- Rated PG-13
- Buy the BD
All photos © Sony Pictures
Reviewed by David Medsker
ennifer Aniston has spent the last 16 years basking in the glow of an adoring public the likes of which not even John Lennon knew in his lifetime. It stands to reason that eventually, these fans are going to expect something from her in return. If any other actress on the planet made the movies she’s made in the last five to seven years, they’d get a lifetime banishment to the Hallmark Channel. Aniston, on the other hand, continues to be weekly gossip mag fodder, despite having no real career to speak of. Yes, “Marley & Me” was a hit, but Owen Wilson and the dog did the heavy lifting in that one. In fact, Aniston has yet to carry a movie. Ever.

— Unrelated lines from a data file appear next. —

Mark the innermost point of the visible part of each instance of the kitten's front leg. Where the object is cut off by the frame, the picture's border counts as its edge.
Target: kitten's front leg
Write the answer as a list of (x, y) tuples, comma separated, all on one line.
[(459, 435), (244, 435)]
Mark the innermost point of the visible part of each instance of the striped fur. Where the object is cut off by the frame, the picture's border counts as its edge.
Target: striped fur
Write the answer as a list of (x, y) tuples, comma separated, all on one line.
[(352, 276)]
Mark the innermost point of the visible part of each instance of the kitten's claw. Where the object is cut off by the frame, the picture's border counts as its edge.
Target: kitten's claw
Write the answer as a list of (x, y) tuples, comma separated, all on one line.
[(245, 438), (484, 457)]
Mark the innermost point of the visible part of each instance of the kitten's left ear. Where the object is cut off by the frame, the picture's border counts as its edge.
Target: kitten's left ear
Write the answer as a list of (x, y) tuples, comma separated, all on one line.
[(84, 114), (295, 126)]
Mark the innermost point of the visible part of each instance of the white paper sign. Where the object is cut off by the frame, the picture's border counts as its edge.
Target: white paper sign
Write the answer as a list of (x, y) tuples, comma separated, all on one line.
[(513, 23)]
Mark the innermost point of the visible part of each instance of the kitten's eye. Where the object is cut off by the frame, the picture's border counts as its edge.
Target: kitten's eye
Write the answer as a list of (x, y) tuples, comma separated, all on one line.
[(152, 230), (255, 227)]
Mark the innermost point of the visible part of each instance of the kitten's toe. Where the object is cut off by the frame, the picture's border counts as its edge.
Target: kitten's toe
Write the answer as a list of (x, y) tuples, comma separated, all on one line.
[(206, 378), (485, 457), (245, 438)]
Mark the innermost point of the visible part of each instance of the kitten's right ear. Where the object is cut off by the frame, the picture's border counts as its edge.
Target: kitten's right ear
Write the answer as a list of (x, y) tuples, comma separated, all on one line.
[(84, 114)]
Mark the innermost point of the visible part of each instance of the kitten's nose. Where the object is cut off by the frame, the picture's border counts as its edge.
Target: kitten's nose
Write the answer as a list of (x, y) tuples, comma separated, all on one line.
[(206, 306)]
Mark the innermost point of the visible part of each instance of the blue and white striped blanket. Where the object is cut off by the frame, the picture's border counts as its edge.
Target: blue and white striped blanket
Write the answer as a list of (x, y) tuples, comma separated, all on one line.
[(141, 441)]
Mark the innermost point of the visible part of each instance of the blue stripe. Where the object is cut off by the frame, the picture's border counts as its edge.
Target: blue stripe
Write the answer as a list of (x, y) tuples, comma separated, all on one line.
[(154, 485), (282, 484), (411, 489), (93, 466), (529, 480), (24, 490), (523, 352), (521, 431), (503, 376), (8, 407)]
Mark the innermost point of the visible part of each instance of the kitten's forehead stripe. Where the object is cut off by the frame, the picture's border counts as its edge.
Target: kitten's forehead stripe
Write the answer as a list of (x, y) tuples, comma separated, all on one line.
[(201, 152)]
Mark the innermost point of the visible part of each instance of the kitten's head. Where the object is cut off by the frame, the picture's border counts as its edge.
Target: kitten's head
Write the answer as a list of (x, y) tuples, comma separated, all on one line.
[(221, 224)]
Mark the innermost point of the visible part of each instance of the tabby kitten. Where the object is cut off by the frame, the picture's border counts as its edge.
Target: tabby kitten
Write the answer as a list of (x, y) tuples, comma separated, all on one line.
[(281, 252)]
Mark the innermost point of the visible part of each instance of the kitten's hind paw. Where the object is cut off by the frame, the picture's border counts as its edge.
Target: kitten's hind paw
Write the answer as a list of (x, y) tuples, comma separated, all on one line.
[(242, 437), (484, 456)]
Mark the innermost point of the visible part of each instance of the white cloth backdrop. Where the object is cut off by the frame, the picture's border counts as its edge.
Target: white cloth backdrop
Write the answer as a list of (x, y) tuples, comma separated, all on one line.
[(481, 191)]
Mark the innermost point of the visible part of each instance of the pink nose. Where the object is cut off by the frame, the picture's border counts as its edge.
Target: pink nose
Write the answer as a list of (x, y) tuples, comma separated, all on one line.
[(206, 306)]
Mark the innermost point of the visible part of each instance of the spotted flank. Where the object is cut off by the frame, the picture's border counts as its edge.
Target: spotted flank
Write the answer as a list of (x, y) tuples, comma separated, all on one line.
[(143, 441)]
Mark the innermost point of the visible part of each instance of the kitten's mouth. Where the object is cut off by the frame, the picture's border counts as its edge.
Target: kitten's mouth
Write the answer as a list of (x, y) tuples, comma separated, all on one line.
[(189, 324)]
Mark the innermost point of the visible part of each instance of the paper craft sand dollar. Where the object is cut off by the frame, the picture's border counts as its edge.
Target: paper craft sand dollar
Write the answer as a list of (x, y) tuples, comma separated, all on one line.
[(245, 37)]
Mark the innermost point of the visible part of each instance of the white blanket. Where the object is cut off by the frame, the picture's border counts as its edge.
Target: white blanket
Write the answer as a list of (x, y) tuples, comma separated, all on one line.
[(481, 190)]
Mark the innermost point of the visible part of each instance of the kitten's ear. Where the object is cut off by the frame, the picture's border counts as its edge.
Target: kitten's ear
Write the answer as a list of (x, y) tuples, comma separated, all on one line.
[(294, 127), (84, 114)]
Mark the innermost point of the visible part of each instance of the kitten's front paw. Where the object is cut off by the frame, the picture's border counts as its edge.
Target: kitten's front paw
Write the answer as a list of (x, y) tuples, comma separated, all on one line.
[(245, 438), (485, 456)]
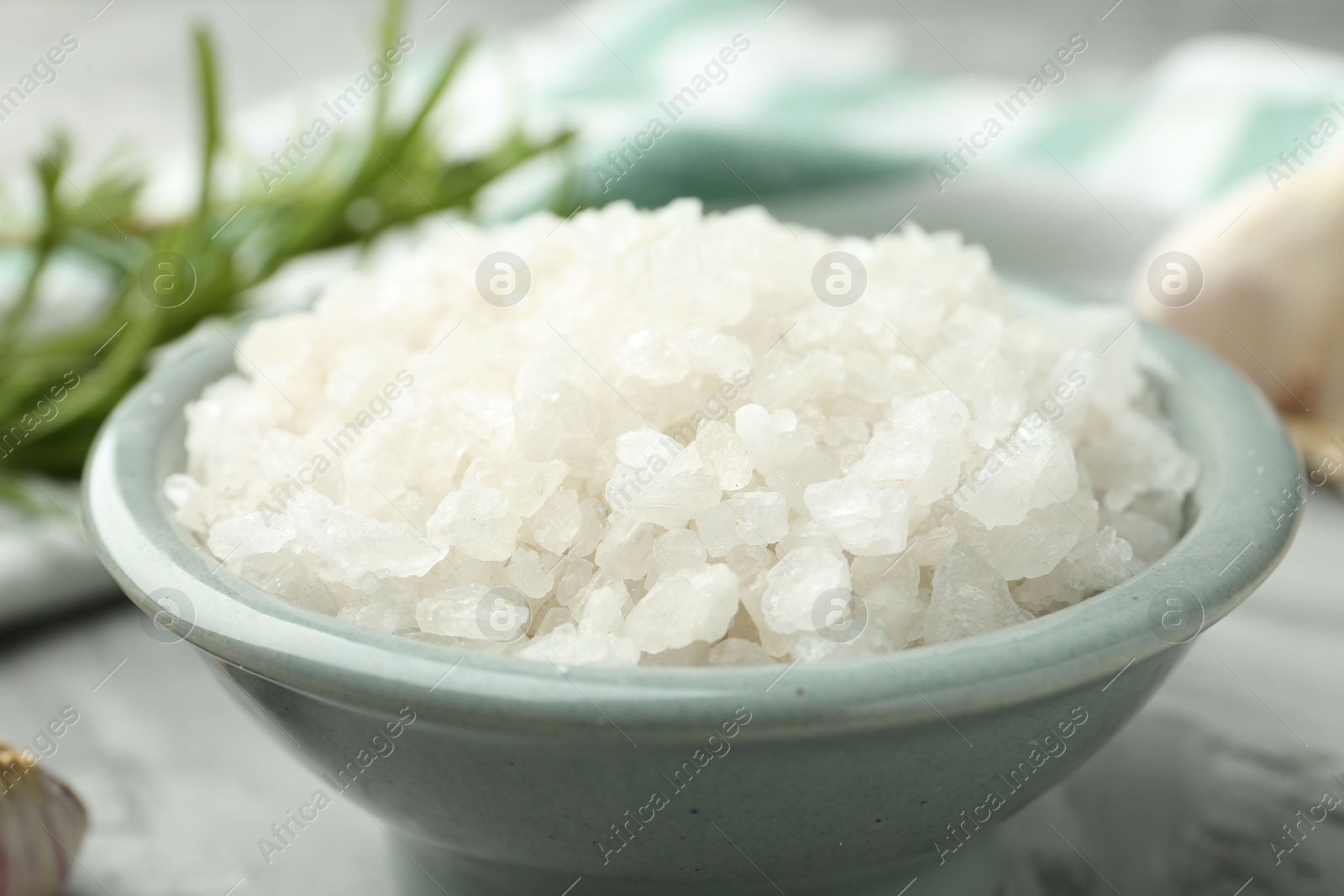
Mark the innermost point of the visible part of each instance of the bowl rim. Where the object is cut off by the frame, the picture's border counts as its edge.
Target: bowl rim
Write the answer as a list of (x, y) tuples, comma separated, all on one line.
[(1247, 468)]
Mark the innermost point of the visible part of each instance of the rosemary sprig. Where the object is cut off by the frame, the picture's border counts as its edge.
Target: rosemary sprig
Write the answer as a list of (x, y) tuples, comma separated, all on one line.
[(57, 387)]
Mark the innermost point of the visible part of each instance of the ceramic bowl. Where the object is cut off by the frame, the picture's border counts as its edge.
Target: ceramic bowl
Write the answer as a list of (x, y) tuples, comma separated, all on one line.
[(497, 775)]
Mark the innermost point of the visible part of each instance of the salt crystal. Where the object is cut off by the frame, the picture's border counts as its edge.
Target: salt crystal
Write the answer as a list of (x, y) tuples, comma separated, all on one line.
[(675, 550), (796, 584), (1034, 469), (257, 532), (354, 544), (604, 611), (557, 521), (864, 520), (625, 548), (528, 485), (389, 609), (968, 598), (737, 652), (566, 647), (748, 517), (454, 613), (685, 606), (672, 394), (530, 574), (725, 454), (476, 521)]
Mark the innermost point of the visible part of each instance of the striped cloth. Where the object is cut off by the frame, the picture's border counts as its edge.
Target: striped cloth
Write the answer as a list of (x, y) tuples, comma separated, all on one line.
[(811, 101)]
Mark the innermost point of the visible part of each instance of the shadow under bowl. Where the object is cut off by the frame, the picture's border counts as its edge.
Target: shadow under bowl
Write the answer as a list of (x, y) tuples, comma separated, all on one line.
[(499, 775)]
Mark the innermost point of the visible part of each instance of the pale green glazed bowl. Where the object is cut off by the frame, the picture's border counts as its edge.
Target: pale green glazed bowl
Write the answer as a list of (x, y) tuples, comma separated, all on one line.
[(850, 777)]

“The Bounty Hunter” doesn’t change that trend. The story is a poorly conceived comedic thriller – don’t let those trailers fool you; this is no light-hearted romp – that, frankly, no one could have saved. But that sums up Aniston’s career as well as anything: the only lead roles she gets are in movies that no one could save. Had the script been better, they’d have offered the part to someone else.
Aniston is Nicole Hurley, a careerist news reporter who’s about to break open a huge case involving the so-called suicide of a cop. She’s so devoted to her job that she skips a bail hearing from an earlier arrest in order to follow up on a lead, and the man assigned to bring her in is her ex-husband Milo (Gerard Butler), a former cop turned bounty hunter. Milo needs the cash he’ll earn for turning her in (gambling debt), but as he realizes that Nicky’s case has some merit, he has second thoughts about handing her over, knowing the case will go unsolved if she rots in jail.
The gossip mags would have you believe that Aniston and Butler are dating in real life, and they may be, for now; this would not be the first time that Aniston conveniently introduced a new beau just before her latest movie was about to be released, and if history is any indicator, Butler will be kicked to the curb in a few weeks. She did the same thing to Vince Vaughn after they made “The Break-Up,” and now he’s married. Between Vaughn and Brad Pitt, Aniston appears to be the Good Luck Chuck of actresses. You’re officially on notice, Mr. Butler.
As for her work here, she’s fine on her own – though she makes no bones about where her true talents lie, and cups them in her hands in case we’re unsure – but she has absolutely no chemistry with Butler, which is a big problem when you’re trying to convince the world that you’re dating your co-star in real life. Indeed, their chemistry is so bad that I wondered if they shot their scenes separately, and the FX guys fixed everything in post with green screens. And then there is the subplot involving Nicky’s lovestruck coworker Stewart (Jason Sudeikis), where the horrific is mined for comedy gold. Are you really asking us to laugh at a guy while he’s being unnecessarily tortured by a bunch of characters that ultimately do not matter when all is said and done?
There is the occasional amusing one-liner – I laughed out loud for the first time at the 100-minute mark – but the movie stringing all those one-liners together isn’t worth a damn, and it’s surprising to see actors of the caliber of Aniston and Butler agreeing to make it. Granted, Butler’s last movie “The Ugly Truth” wasn’t great either, but it’s a hell of a lot better than this. Who knows, maybe he took the role knowing that it would lead to a couple weeks of sex with one of the world’s most desirable women. And that’s fine, as long as he knows that it comes with a price.